Hypatima particulata

Scientific classification
- Kingdom: Animalia
- Phylum: Arthropoda
- Clade: Pancrustacea
- Class: Insecta
- Order: Lepidoptera
- Family: Gelechiidae
- Genus: Hypatima
- Species: H. particulata
- Binomial name: Hypatima particulata (Meyrick, 1913)
- Synonyms: Chelaria particulata Meyrick, 1913;

= Hypatima particulata =

- Authority: (Meyrick, 1913)
- Synonyms: Chelaria particulata Meyrick, 1913

Species of moth

Hypatima particulata is a moth in the family Gelechiidae. It was described by Edward Meyrick in 1913. It is found in Sri Lanka and Java, Indonesia.

==Description==
The wingspan is 10–12 mm.
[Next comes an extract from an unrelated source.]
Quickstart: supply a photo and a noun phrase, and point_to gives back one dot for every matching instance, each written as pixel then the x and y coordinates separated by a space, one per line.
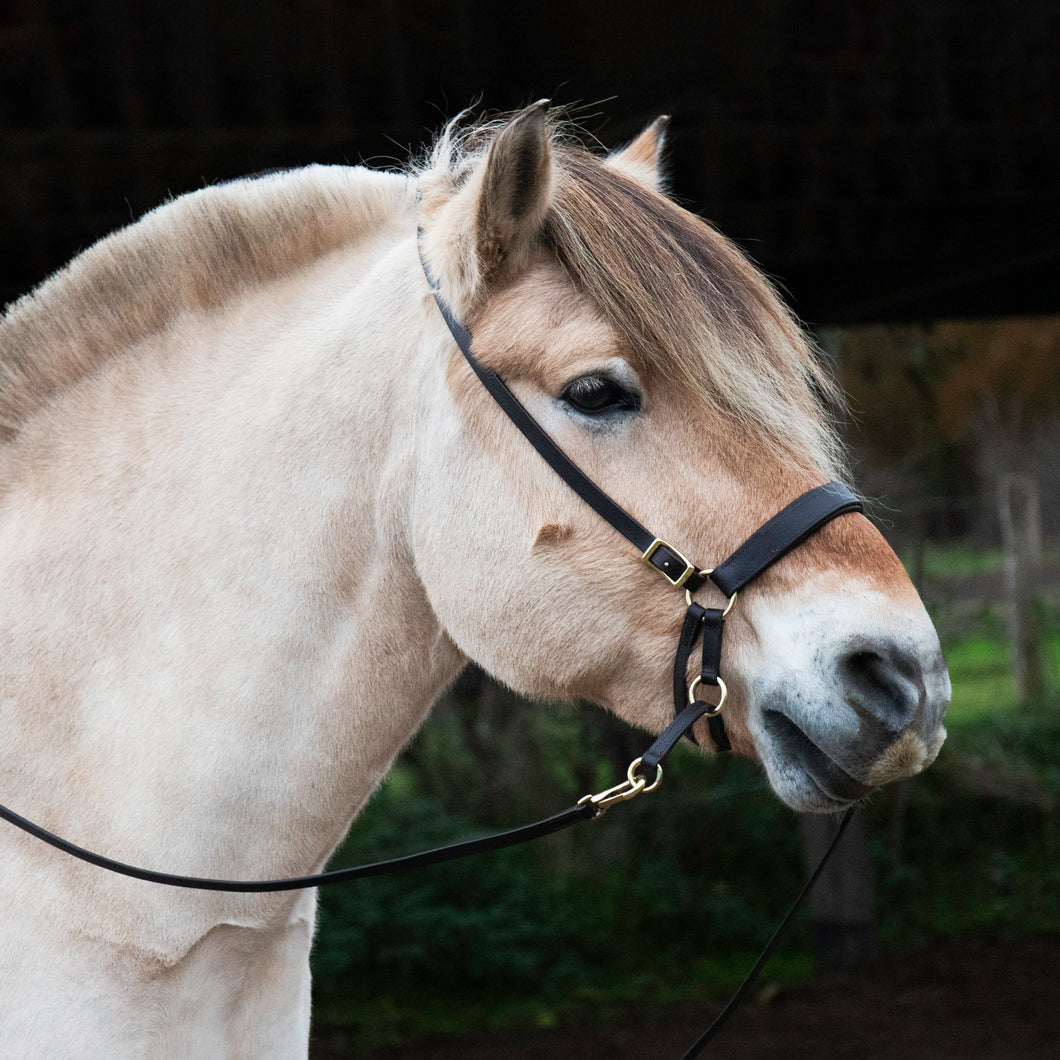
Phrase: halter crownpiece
pixel 789 528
The forewings are grey, irrorated (sprinkled) with whitish and with a series of small dark fuscous spots along the costa, one before the middle rather larger and elongate. There is an elongate dark fuscous mark on the fold at two-fifths of the wing and a small dark fuscous spot in the disc at three-fourths, as well as some brownish suffusion and irregular dark fuscous irroration towards the apex. The hindwings are dark grey, thinly scaled anteriorly.